By the middle of the week I couldn’t maintain concentration and was forgetting things. It was just plain odd. By Thursday evening I didn’t know where I was and Nate brought me to the ER (for the 6th time this summer). On Friday he brought me to the University of Minnesota Medical Center’s Behavioral Health Unit (aka psychiatric ward). Disclosure #4: I was diagnosed with bipolar disorder after manic psychotic episodes with auditory and visual hallucinations. I will have to elaborate on this experience, but let me assure you it was intense (as in a “I had an actual conversation with God” intense).
As a side note, if you have to be admitted to a psych ward (and I now have experience with 3 of them), the U of MN is the place to go. The psychiatrist, doctors, pharmacists, and medical residents that were on my care team were brilliant. Absolutely, astoundingly brilliant.

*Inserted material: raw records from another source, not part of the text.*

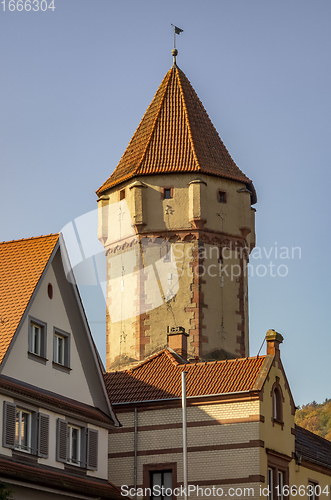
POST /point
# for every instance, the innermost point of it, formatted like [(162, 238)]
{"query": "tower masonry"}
[(177, 225)]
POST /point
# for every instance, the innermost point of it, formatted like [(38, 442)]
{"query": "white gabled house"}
[(56, 412)]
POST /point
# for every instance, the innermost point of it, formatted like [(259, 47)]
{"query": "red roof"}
[(176, 135), (22, 263), (159, 377), (45, 476)]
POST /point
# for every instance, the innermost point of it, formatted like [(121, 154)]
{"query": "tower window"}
[(221, 196), (167, 193)]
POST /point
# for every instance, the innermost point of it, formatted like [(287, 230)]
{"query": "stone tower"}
[(176, 221)]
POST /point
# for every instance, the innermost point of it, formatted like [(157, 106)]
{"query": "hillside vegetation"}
[(315, 418)]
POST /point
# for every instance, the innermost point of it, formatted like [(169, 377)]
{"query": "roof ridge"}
[(30, 238), (187, 119)]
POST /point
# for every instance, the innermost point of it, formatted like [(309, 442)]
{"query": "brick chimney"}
[(273, 340), (177, 340)]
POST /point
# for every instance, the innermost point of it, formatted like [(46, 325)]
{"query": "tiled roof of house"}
[(60, 403), (43, 476), (159, 377), (312, 447), (22, 263), (176, 135)]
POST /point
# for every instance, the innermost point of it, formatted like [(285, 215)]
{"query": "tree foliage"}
[(316, 418)]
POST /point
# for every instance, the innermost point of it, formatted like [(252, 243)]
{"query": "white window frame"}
[(40, 349), (270, 483), (63, 337)]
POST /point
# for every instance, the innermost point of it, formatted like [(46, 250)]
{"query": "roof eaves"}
[(187, 119)]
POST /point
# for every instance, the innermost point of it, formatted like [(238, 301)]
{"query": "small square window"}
[(61, 354), (161, 481), (167, 193), (221, 197), (37, 338)]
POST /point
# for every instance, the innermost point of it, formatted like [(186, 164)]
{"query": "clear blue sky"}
[(75, 82)]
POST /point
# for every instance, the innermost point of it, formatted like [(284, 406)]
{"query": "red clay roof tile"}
[(159, 377), (89, 487), (176, 135)]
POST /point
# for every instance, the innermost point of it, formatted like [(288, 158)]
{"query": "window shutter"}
[(9, 419), (92, 449), (83, 447), (43, 432), (61, 440)]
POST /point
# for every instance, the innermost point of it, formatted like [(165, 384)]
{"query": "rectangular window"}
[(37, 338), (74, 441), (23, 430), (281, 483), (161, 485), (312, 490), (221, 197), (167, 193), (61, 354), (76, 445), (270, 483), (59, 349)]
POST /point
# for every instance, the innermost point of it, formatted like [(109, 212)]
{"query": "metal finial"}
[(174, 53)]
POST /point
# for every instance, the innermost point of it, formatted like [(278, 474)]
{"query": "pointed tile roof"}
[(176, 135), (22, 263), (159, 377)]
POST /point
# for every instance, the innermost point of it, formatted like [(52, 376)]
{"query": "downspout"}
[(135, 468)]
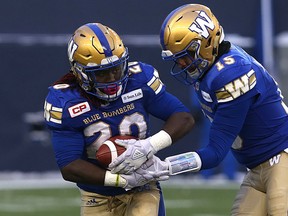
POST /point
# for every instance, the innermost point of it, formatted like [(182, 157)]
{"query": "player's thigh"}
[(146, 203), (95, 204), (249, 201), (277, 185)]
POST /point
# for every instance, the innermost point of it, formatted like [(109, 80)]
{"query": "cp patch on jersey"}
[(79, 109), (52, 113), (237, 87)]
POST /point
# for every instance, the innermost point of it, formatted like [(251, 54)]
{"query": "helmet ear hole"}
[(208, 42)]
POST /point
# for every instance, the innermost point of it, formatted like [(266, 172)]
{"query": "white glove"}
[(140, 177), (137, 152), (157, 166)]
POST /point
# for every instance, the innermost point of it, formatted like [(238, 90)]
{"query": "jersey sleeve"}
[(225, 127), (158, 101), (67, 141), (236, 82)]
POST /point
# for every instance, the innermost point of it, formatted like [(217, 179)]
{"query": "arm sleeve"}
[(225, 127)]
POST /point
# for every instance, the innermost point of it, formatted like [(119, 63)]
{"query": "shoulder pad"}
[(147, 74)]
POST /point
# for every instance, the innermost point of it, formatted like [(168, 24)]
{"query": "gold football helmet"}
[(190, 36), (99, 60)]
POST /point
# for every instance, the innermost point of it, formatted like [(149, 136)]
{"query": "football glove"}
[(138, 151), (153, 170)]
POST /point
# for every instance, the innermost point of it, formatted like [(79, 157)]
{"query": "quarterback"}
[(242, 101), (102, 96)]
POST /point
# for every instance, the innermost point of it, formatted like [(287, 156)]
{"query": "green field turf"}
[(180, 201)]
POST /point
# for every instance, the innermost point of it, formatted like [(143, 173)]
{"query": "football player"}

|I was fortunate to be able to be seen by one of the country’s leading experts in bipolar disorder here|
Another side note: Nathan joked as he was packing for my latest admission that he is now a bona fide expert at psych ward packing: no strings in clothing, no laces in your shoes, enough reading material or other things to try to pass the time. I think I could call myself an expert at trying to stay in shape while admitted. Even though they don’t let you have shoelaces, you can procure drinking straws to lace your shoes. Sometimes you’re lucky enough to find one of those “walk-in-place-and-you’ll-get-fit” videos and you can run and jump in place to the video instead. You can really get your heart rate up, surprisingly! I’m sure I also provided entertainment for the staff there!
|Yes, this is actually THE workout dvd I ran and jumped in place to at the New Ulm Hospital Psychiatric Unit. How cool am I?|
Is your jaw on the floor yet? Turns out, a lot can happen in 8 months.Each of these disclosures is worth exploring in far more depth than this post was able to cover, but I wanted to get all of this out there up front, so that as I find time to elaborate (I have some good stories I want to tell!) there will be some context. I hope to link future posts that fill in more details back to this post.
I have been in hospitals or treatment facilities for a total of over 2 months since March, a dismal statistic if there ever was one. My heart sinks every time I think about it. Instead of focusing on what was, I am turning my energy to the days, months, and years ahead that are going to be even more fulfilling and joyful because of what I’ve been through. I have learned SO much about myself through this process, and know that I have family and friends that I can count on through anything. I want to especially thank my husband Nathan, both our families, our friends Craig, Jeff, and Teresa, and the many others who lent a hand, cooked a meal, or watched Greta when we needed it.